The scientific community cannot afford to passively accept the dilution of the term ‘open source.’ It must actively advocate for clarity and demand genuine transparency from AI developers, especially when these tools are employed in research contexts. This involves:

• Promoting Clear Standards: Supporting efforts, like those by the OSI, to establish clear, rigorous definitions for what constitutes ‘open-source AI,’ definitions that encompass transparency regarding architecture, weights, training data, and training processes.
• Prioritizing Verifiable Tools: Favoring the use of AI models and platforms that meet these high standards of transparency, even if they are initially less performant or require more effort than readily available opaque alternatives.
• Demanding Transparency: Insisting that publications involving AI include detailed disclosures about the models used, including comprehensive information about training data provenance, processing, and potential biases, as well as training methodologies.
• Supporting Truly Open Projects: Contributing to and utilizing community-driven projects and initiatives from institutions committed to genuine openness in AI development.

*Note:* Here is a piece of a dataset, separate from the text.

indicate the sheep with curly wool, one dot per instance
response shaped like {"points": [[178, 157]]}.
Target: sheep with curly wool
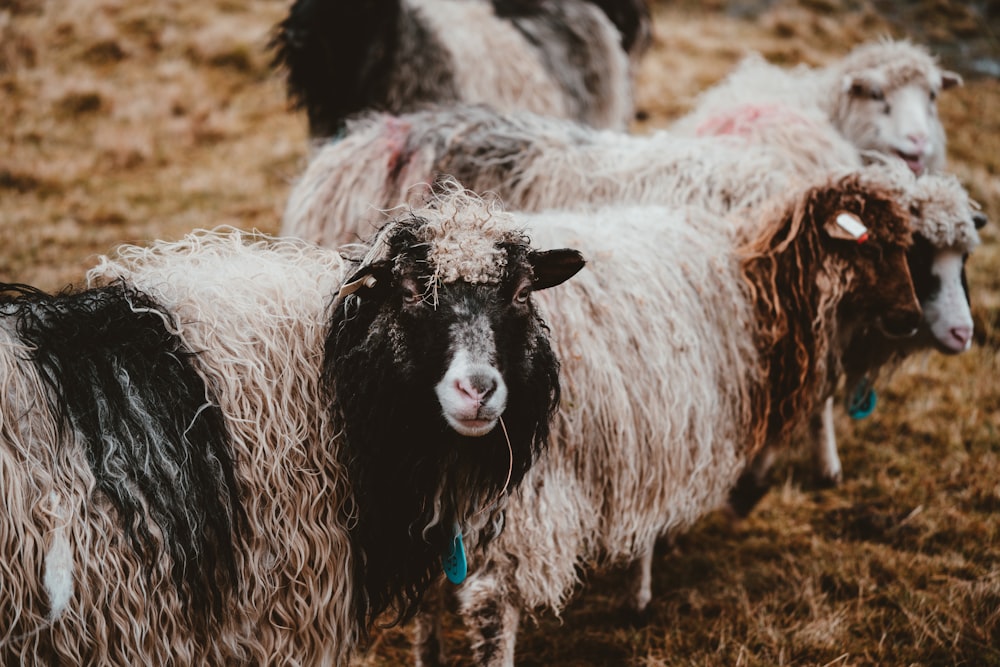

The spirit of the Homebrew Computer Club – one of shared knowledge and collaborative building – is essential for navigating the complexities of the AI era responsibly. Reclaiming and defending the true meaning of ‘open source’ for artificial intelligence is not just about terminological purity; it’s about safeguarding the integrity, reproducibility, and continued progress of science itself in an increasingly AI-driven world. The path forward requires vigilance and a collective commitment to ensuring that the powerful tools of AI are developed and deployed in a manner consistent with the principles of open inquiry that have served science so well for centuries.